I had a really interesting conversation with a professor at work on Friday. He was saying how he'd decided to leave the college and move on, and how he'd developed this nomadic lifestyle of saving up like 50,000 dollars, taking a job somewhere interesting (he'd just come from Hawaii), living off his savings until he got settled in, build the savings back up while he worked, and move on (he was planning on heading to Spain next). He said that, at his age (mid 50's) he didn't expect to be unmarried, childless, and living place to place like he was, and for a while people sort of felt bad for him, and he felt bad for himself too. But now, he was the envy of all his friends! (And me!)
So we started talking about families and marriage and single parents and communities and he said something about single moms that kind of bugged me, something about how it wasn't natural for them to be alone. I explained to him about how I've done my best to create an extended family for my children by staying close with both sets of grandparents, and by having cousins and friends over as much as possible. I told him about my Thursday night ladies' night (if I haven't ever mentioned it, my girlfriends come over every Thursday for dinner, drinks and tv) and my cookouts and how my kids are close and comfortable with an extended "family" of people who care about them. And I told him I thought this was just as good as having a husband.
And you know what he said? He said, "Just as good? It's better." He went on to say how many married people are isolated in their marriage, how they don't spend time with friends and their relationship revolves around their children. He felt, and I can see why this would be true, that this model of the family: one dad, one mom, 2.5 kids, evolved as people moved out of villages and into suburbs, where there is no town square, no central spot for congregation, no connection with the community you live in. You know that expression "it takes a village to raise a child"? Some families have lost their village, if that makes sense.

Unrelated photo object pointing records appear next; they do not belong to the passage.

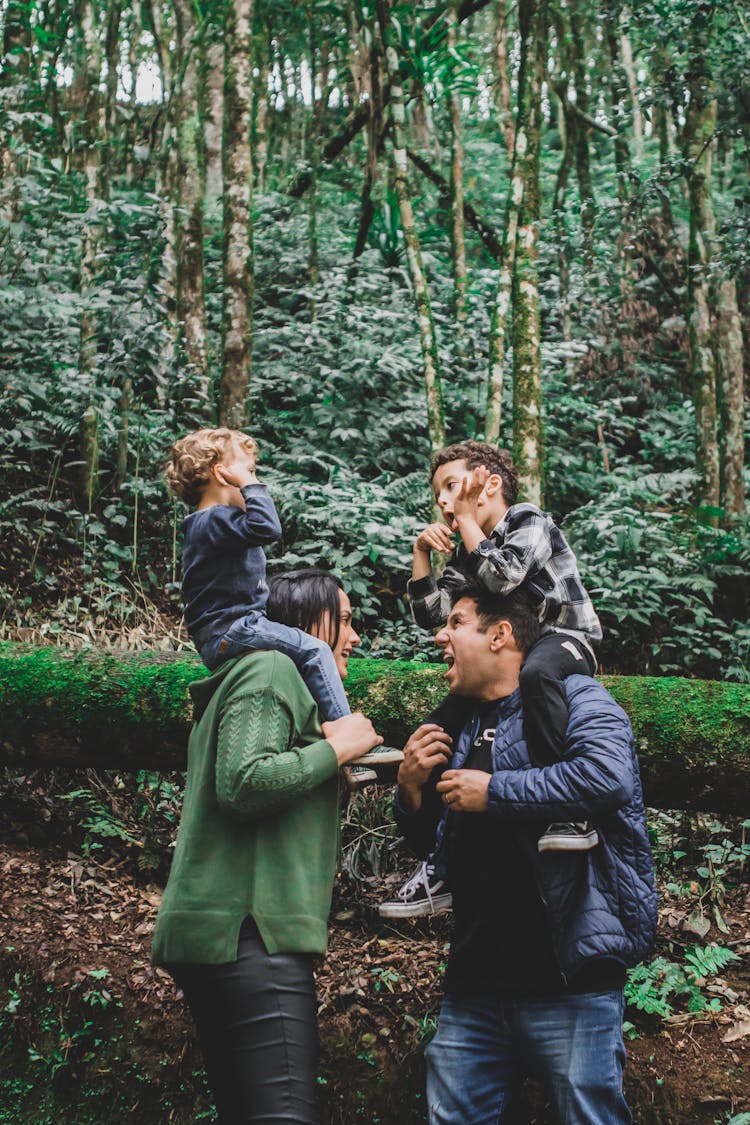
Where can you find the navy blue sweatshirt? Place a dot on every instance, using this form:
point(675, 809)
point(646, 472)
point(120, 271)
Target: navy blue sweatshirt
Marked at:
point(224, 564)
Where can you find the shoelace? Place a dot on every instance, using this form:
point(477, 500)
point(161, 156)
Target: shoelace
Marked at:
point(413, 884)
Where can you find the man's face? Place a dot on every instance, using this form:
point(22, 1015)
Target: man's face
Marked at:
point(471, 660)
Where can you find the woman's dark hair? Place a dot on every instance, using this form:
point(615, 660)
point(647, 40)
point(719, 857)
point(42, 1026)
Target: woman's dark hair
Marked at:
point(303, 599)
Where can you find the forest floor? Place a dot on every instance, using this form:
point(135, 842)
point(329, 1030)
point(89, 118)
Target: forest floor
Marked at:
point(81, 1007)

And for me, I may have lost my husband, my partner, but I reconstructed my village. And villagers, since many of you read this, I love you.
3 comments:
That's awesome, Jaime. I have a husband, and the kids, and absolutely no village. I can totally see what I'm missing out on. Sounds like you're doing okay!!!
Ditto to what Kimberli said. I love my little family, but I have had a really hard time making friends in the last few years. We try to reach out... People seem so sequestered.
i'm glad to be a member of the village! thanks for having us. we need you as much as you need us.